RELATED—Interview: Abbie Cornish

How weird was it shooting the movie in Marilyn's actual dressing room?
Yes, my dressing room! My dressing room was Marilyn's actual dressing room when she was making The Prince and the Showgirl.

There's a difference in celebrity culture today in contrast to the 1950s that we see in My Week with Marilyn. What do you feel is the biggest difference in celebrity culture today?
The Internet! It's just the acceleration and proliferation of information. It's always existed. It just has more forms to take.
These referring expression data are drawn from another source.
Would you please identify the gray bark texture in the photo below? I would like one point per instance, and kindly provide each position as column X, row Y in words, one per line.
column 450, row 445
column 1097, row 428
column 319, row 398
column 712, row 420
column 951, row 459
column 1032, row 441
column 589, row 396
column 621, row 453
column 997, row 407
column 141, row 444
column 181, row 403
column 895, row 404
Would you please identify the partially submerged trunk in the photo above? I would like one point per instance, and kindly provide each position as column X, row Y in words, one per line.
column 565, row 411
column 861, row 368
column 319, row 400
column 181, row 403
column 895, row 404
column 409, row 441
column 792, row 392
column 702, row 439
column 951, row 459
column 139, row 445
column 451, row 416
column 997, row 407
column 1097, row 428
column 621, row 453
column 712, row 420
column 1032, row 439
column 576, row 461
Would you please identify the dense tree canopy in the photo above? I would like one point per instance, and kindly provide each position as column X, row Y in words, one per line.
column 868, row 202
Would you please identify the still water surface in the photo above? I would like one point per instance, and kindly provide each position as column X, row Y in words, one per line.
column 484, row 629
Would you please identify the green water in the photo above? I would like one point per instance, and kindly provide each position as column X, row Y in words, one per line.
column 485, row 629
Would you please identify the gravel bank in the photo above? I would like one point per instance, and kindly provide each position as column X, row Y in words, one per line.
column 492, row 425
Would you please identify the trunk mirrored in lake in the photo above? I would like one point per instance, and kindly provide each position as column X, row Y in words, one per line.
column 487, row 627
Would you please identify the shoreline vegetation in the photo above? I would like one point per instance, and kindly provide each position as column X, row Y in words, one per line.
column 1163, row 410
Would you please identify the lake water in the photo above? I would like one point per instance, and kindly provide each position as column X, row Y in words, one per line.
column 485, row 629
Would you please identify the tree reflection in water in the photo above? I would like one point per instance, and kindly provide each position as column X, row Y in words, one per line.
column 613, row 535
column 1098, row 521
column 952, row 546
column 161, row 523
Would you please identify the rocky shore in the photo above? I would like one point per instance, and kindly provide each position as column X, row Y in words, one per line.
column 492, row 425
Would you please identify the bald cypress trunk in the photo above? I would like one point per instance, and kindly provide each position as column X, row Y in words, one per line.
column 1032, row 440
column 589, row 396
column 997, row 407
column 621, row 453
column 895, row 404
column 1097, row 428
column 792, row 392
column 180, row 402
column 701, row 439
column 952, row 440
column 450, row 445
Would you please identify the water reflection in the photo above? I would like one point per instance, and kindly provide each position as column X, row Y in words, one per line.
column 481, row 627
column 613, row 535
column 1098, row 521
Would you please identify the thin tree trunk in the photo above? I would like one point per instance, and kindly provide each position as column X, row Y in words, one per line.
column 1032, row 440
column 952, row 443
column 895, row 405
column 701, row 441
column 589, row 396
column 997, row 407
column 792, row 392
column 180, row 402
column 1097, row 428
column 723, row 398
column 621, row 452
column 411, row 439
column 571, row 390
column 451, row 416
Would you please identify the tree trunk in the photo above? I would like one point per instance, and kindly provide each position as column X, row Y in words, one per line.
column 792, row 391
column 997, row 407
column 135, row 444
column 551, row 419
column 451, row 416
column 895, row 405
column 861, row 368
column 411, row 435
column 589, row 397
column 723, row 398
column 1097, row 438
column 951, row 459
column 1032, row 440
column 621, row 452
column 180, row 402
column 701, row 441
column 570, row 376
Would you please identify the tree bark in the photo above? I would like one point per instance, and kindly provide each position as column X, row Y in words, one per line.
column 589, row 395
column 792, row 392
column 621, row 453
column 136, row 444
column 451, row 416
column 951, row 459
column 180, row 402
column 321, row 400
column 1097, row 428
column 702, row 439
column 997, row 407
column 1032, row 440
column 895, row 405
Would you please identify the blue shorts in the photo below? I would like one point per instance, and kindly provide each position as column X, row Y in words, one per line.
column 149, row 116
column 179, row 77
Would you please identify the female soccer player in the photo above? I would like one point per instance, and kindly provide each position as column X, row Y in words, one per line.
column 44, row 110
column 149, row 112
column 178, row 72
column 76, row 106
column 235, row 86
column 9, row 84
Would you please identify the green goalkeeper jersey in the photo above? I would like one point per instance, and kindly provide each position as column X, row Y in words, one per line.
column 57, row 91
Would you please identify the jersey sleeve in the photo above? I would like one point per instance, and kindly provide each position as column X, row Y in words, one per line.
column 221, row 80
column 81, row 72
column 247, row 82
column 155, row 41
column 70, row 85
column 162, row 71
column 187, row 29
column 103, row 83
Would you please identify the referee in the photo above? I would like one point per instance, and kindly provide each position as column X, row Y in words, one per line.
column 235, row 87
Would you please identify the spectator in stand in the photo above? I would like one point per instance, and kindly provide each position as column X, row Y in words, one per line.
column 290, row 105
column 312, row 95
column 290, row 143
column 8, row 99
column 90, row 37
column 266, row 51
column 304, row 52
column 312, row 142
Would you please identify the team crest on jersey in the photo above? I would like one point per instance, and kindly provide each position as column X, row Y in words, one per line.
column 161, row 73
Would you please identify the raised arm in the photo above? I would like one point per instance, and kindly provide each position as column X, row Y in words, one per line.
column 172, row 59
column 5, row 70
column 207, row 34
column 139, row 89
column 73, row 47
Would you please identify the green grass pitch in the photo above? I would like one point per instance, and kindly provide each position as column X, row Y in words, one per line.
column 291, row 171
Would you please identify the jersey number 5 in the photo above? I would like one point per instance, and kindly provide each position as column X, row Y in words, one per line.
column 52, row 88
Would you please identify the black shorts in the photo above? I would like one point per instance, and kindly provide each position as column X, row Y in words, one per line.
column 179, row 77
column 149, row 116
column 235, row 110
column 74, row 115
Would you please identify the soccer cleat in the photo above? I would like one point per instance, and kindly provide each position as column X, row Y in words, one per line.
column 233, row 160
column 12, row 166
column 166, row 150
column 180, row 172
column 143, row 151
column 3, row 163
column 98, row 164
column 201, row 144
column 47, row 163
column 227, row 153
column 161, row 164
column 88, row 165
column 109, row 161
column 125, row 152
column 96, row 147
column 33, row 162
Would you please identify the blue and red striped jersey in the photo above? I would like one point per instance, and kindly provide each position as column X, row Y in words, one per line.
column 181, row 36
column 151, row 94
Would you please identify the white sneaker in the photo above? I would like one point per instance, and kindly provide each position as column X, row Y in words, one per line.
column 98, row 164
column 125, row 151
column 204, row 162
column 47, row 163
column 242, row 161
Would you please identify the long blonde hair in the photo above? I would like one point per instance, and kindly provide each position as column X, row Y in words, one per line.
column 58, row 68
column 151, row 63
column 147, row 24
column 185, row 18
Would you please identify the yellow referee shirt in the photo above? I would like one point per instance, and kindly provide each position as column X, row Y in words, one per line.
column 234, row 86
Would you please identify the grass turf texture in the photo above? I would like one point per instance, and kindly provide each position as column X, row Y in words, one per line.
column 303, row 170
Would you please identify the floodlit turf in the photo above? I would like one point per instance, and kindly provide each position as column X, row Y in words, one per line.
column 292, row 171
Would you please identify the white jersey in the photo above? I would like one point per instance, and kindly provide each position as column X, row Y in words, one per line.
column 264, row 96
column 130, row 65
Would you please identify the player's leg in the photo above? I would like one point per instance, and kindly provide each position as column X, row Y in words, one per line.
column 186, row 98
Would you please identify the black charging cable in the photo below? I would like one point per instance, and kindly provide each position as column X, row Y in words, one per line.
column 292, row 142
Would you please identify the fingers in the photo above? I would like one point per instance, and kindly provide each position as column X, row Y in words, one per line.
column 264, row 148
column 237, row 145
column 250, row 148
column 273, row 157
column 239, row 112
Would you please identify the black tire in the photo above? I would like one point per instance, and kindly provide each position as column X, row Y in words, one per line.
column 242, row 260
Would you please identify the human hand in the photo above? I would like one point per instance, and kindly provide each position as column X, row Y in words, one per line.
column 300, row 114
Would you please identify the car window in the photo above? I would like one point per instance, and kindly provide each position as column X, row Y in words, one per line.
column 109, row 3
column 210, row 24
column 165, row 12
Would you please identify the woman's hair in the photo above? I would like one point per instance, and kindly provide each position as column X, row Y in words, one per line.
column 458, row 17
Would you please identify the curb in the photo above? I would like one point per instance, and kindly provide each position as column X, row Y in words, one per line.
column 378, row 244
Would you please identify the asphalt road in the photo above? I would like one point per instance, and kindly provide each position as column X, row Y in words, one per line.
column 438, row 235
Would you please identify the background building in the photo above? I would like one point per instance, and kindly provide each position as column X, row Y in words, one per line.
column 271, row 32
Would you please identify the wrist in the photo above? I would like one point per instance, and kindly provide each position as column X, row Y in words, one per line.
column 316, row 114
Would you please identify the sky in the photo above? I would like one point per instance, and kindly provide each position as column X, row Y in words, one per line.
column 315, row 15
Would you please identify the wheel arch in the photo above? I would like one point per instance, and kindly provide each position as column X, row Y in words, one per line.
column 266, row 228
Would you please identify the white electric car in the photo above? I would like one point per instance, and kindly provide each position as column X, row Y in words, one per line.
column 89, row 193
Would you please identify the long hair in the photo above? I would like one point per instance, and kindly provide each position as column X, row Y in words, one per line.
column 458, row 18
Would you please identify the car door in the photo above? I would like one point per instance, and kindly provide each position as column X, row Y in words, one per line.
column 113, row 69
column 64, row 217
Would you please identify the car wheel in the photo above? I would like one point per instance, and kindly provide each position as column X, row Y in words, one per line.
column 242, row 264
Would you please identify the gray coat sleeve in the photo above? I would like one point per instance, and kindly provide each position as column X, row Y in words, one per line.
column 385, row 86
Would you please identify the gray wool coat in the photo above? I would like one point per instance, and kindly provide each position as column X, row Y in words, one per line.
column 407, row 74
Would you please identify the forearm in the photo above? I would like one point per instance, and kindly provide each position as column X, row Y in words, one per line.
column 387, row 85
You've had an interesting career, starting out as a teen idol...
Was I? Oh no!

Marilyn MonrorMichelle Williams

Well, Dawson's Creek and now Marilyn Monroe. But you're not going the Hollywood bombshell movie star route. How do you feel about everything that's come to you?
Lucky. Very, very, very very lucky.

Do you still feel like you need to shed that image from Dawson’s Creek?
No. I spent enough time in its clutches. And the second that show ended, the very second it ended, I was set free. It was a weight, a perceived weight that I put on myself. I left as quickly as it came. And I've barely thought about it.

You seem to go for the smaller indie films. Are you totally against aliens and guns?
Yeah, I guess so. And I think I would do really bad at it—acting with an alien or acting with a gun. I just can’t see myself there; that’s just not for me. Like I felt that I gave up so much time doing something that I wasn’t one hundred percent invested in, being on Dawson’s Creek, that I don’t want to waste any time anymore.